Philippe Rigollet - US grants

Bandit problems have been studied in many different contexts and variations. The vast majority of work focuses on a static environment, in which, at each time, the probability distribution of the reward yielded by each action remains unchanged. This static model may clearly fail to produce decision strategies that are optimal in a dynamically changing environment. Despite their sounding relevance in practical applications, such environments have received sporadic attention in the statistical community so far. The contribution of the proposed research to the current state of knowledge will consist in proposing models for new dynamic environments that are motivated by a significant class of applications, designing policies that adapt to dynamic environments, analyzing the performance of these policies and assessing optimality from a finite time (non asymptotic) point of view.

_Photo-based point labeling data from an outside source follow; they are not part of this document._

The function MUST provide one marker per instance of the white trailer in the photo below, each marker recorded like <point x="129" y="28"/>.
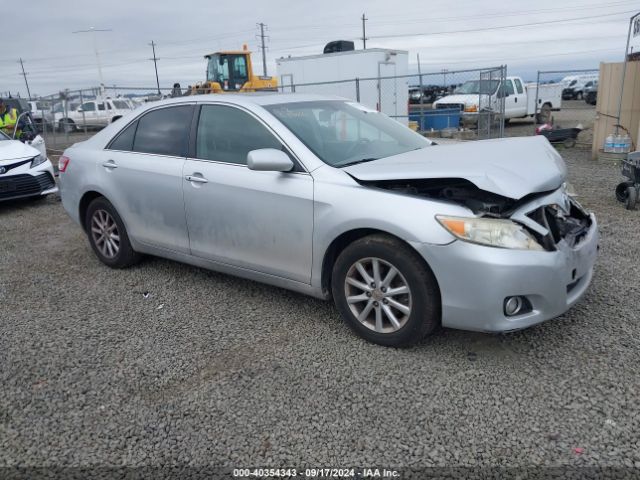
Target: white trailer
<point x="376" y="71"/>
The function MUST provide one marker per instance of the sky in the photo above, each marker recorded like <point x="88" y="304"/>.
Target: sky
<point x="526" y="36"/>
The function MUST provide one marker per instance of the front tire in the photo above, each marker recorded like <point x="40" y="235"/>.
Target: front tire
<point x="385" y="292"/>
<point x="108" y="236"/>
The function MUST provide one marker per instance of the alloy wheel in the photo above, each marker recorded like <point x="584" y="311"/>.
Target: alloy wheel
<point x="104" y="232"/>
<point x="378" y="295"/>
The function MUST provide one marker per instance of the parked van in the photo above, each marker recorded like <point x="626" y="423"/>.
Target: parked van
<point x="573" y="87"/>
<point x="92" y="113"/>
<point x="519" y="99"/>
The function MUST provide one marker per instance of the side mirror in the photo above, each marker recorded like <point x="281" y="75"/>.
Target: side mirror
<point x="269" y="160"/>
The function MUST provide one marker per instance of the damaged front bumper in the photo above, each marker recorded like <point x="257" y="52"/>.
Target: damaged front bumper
<point x="475" y="281"/>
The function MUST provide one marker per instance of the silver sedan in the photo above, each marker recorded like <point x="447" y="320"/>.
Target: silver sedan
<point x="330" y="198"/>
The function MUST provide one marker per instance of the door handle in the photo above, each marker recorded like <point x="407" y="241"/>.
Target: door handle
<point x="196" y="179"/>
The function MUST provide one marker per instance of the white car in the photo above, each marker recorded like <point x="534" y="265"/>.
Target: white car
<point x="41" y="113"/>
<point x="24" y="170"/>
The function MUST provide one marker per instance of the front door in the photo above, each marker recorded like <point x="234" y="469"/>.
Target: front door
<point x="262" y="221"/>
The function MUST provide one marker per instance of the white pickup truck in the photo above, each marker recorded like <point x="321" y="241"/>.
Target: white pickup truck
<point x="93" y="113"/>
<point x="519" y="99"/>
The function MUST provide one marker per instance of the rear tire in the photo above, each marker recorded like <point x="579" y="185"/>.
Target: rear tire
<point x="108" y="236"/>
<point x="387" y="308"/>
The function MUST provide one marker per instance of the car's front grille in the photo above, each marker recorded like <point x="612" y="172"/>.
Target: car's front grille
<point x="459" y="106"/>
<point x="571" y="226"/>
<point x="25" y="185"/>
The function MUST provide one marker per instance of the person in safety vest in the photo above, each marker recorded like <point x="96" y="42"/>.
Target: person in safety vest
<point x="8" y="118"/>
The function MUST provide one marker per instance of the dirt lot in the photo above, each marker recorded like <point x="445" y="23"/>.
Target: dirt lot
<point x="169" y="364"/>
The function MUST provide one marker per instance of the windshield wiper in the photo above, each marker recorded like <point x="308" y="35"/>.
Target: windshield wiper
<point x="355" y="162"/>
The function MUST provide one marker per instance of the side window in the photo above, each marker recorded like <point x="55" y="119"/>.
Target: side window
<point x="124" y="140"/>
<point x="519" y="85"/>
<point x="227" y="134"/>
<point x="509" y="85"/>
<point x="164" y="131"/>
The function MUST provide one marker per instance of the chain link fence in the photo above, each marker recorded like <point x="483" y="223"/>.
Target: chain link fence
<point x="566" y="100"/>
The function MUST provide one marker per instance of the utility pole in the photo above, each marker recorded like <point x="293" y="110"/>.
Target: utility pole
<point x="24" y="74"/>
<point x="155" y="64"/>
<point x="263" y="47"/>
<point x="364" y="32"/>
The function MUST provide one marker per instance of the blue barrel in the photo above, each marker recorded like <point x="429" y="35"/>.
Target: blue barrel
<point x="437" y="119"/>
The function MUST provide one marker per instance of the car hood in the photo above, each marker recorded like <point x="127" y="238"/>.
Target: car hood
<point x="511" y="167"/>
<point x="461" y="98"/>
<point x="11" y="150"/>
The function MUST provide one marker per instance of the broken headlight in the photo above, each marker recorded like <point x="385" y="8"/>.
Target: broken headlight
<point x="492" y="232"/>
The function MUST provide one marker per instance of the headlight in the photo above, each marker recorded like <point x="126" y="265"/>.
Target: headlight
<point x="490" y="231"/>
<point x="40" y="159"/>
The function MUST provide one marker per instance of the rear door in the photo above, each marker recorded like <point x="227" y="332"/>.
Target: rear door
<point x="141" y="173"/>
<point x="262" y="221"/>
<point x="87" y="115"/>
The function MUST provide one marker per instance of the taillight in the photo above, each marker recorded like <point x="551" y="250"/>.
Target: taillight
<point x="63" y="163"/>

Sequential allocation in dynamic environments is a problem that arises at the intersection of nonparametric statistics, machine learning and operations research. This project involves techniques from these fields and points out fundamental bridges between the extant results to form a more unified theory of the subject. This theory will then serve as a basis for producing computationally efficient allocation policies with potential applications in clinical trials, drug discovery and real time web page content optimization.

Stochastic optimization offers a general framework to study many fundamental statistical problems related to prediction such as regression, classification and density estimation. Furthermore, it is a natural framework to import powerful algorithms from numerical optimization, especially for large scale problems. The broad goal of this project is to understand the fundamental interactions between statistics and stochastic optimization. To accomplish this task the investigator (a) identifies new problems from statistics, especially with complex structure, that can be recast as stochastic optimization problems; (b) develops new algorithms that optimally and efficiently solve large scale problems; (c) determines essential characteristics of the problems that govern the performance of algorithms and their fundamental limitations; and (d) explores peripheral problems of stochastic optimization including stochastic optimization with stochastic constraints and stochastic optimization with limited feedback.

The information era has witnessed an explosion in the collection of data and large scale data sets are ubiquitous in a wide range of applications including biology, networks, environmental science, sociology and marketing. This results in an acute need of new statistical methods to analyze these data sets of unprecedented size. While techniques from numerical optimization can be used in several scenarios, their analysis remains largely dissociated from that of the statistical task at hand. This research aims at providing a unified treatment of a number of large scale problems emerging from statistical learning and from optimization under uncertainty in general. Therefore, the project will not only result in new and effective algorithms, but also in a novel theoretical framework that supports the analysis of stochastic optimization problems and enables further improvements of said algorithms.